Companies must embrace exports to new markets
Northern Ireland companies need to change their attitude to export in order to excel, with just 5% of businesses accounting for 90% of our total exports, it has been warned.
Mark Nodder, managing director of the Wright Group, which makes buses for customers in Europe, Asia and the USA, was speaking at the Association of Chartered, Certified Accountants' Business Leaders' Forum at the Merchant Hotel in Belfast.
He pointed out that only 1.2% of Northern Ireland businesses are providing goods and services overseas and called for firms to generate opportunities by looking beyond the considerable challenges within Europe and seek growth opportunities in new emerging markets.
However, recent research from Invest Northern Ireland has shown a 20% increase in manufacturing exports and 60% growth in the emerging markets.
"A recent UK-wide survey by the Chamber of Commerce has shown that 40% of businesses are active exporters," he said.
"Northern Ireland's export impact does not come close, with 5% of businesses accounting for 90% of our total exports, and we must forensically address the issues which are prohibiting businesses from exporting and make them more attractive to overseas markets.
"A dearth of access to finance, lack of market intelligence, knowledge of available support, as well as the challenges of regulatory, legal and overseas requirements must be overcome.
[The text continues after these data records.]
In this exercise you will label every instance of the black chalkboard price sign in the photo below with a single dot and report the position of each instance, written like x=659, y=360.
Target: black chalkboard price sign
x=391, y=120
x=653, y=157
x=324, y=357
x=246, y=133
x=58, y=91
"Economic stagnation in Europe has been well documented but as a business, we have seen the opportunities that are available in emerging markets such as Asia, India, Latin America and the Middle East. Companies need to look at how they can adapt their business to take advantage of these opportunities and the ambassadorial role of the Northern Ireland Executive in partaking in overseas trade missions is crucial.
"There are some positive signs, with recent research from Invest NI indicating a 20% increase in manufacturing exports and 60% growth in the emerging markets. However, if we are to reverse our current economic drivers and develop a robust balanced economy, the considerable barriers to the growth of business exports must be addressed.
Joan Ballantine, chair of ACCA Ulster Members' Network, added: "If we are to see a significant uptake in the level of export activity, Northern Ireland businesses need help to break down the barriers to export and be aware about the opportunities that exist to help rejuvenate export-led growth."